Code-switch speech recognition
Along with globalization, it is common to have frequent interactions among people from various countries and areas. Foreign words that are not belong to their original language are often used in people’s daily life and work. When more than one language is used in a conversation, it is referred as code-switching speech. For example, during a technical sharing session conveyed in Chinese, people often use English terminologies, and product names may often be referred in other language in commercial trading. Facing this challenge, a practical speech recognition system must not only be able to recognize the main language used but also be able to recognize those foreign words from other languages.

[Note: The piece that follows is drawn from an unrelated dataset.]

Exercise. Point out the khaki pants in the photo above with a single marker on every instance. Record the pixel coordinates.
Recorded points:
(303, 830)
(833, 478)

Data driven approach is one of the most commonly adopted methods in building a speech recognition system. It requires a large amount of labeled speech data to train acoustic model, which will model the acoustic characteristics of the language. A large collection of text data is also demanded to train language model. However, the code-switching speech and text data collection is a very challenging task. The code-switching data has more variability than single language data. The code-switching is hardly predictable as people have different speaking style, and their education background and proficiency in the second language are also some of the factors that affecting the production of the code-switching speech.
With the increasing demand for recognizing code-switched speech in speech recognition, we would like to build a framework that is able to build a code-switching speech recognition system which is able to recognize foreign words and at the same time keep the recognition performance for the speech in the main language.
Related Research Topics
Current attempts to tackle the code-switching problem can be categorized into two categories.
- Pronunciation dictionary refinement: the objective is to accommodate words and phrases in other languages. Various techniques can be explored, like proper application of the linguistic knowledge and data driven pronunciation generation.
- Acoustic modelling: advanced acoustic modelling methods can be adopted, for example end-to-end modelling method will mitigate the dependency on pronunciation dictionary.
- Language modelling: how to model the language characteristics of more than one language in a unified model is worth to be explored such as artificial data augmentation and cross-lingual word-embedding.